Le jeune homme n’attendit pas davantage d’explications, il partit aussitôt. En courant, il se précipita vers la grotte. Toujours courant il entra. Il  courait et frappait le sol et criant. Il vit les deux oranges d’or et s’en saisit. Il sortit toujours courant, frappant et  hurlant à pleins poumons.
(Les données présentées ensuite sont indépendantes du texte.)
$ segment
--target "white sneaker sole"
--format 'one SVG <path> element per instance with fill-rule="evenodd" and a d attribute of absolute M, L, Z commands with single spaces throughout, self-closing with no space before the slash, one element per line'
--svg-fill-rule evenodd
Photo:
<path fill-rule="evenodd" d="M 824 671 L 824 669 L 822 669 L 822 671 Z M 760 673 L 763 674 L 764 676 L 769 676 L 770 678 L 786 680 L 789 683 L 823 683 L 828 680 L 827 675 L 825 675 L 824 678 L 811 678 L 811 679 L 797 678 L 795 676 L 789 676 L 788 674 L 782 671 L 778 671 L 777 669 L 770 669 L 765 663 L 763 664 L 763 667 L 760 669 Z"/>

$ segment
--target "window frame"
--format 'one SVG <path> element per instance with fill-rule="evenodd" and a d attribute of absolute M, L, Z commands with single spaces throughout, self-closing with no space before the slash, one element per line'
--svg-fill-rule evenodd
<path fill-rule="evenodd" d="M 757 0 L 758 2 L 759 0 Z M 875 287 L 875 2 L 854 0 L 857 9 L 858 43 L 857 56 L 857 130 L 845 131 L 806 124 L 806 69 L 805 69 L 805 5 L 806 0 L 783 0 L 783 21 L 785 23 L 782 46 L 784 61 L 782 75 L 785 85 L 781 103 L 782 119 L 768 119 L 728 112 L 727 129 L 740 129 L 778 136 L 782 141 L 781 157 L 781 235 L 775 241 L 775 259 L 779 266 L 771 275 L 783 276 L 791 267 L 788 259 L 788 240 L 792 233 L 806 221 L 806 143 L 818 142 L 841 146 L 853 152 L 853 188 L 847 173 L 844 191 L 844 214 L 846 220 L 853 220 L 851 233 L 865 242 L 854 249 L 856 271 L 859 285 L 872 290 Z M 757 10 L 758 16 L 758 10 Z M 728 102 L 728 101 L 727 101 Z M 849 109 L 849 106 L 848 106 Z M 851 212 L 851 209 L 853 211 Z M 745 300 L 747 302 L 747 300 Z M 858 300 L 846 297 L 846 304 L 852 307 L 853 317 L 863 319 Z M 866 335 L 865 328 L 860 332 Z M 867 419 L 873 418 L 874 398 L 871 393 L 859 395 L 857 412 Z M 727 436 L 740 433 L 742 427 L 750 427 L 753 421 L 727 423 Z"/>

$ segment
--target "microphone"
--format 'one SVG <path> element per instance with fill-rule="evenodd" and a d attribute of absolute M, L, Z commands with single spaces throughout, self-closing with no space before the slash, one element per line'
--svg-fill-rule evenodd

Les enfants des sorcières, réveillées n’eurent même pas le temps de voir qui était entré, elles se mirent à hurler aussi et, prises de panique, sautèrent dans le feu… Un peu plus tard quand les sorcières arrivèrent chez elles, elles retrouvèrent leurs filles  carbonisées… et toutes sorcières qu’elles fussent, elles se tordaient de douleur en gémissant :

— Malédiction, crièrent-elles, nous avons tellement semé la terreur dans la région que le sort nous punit horriblement en retour ! Il ne nous reste plus qu’à fuir cette grotte de malheur !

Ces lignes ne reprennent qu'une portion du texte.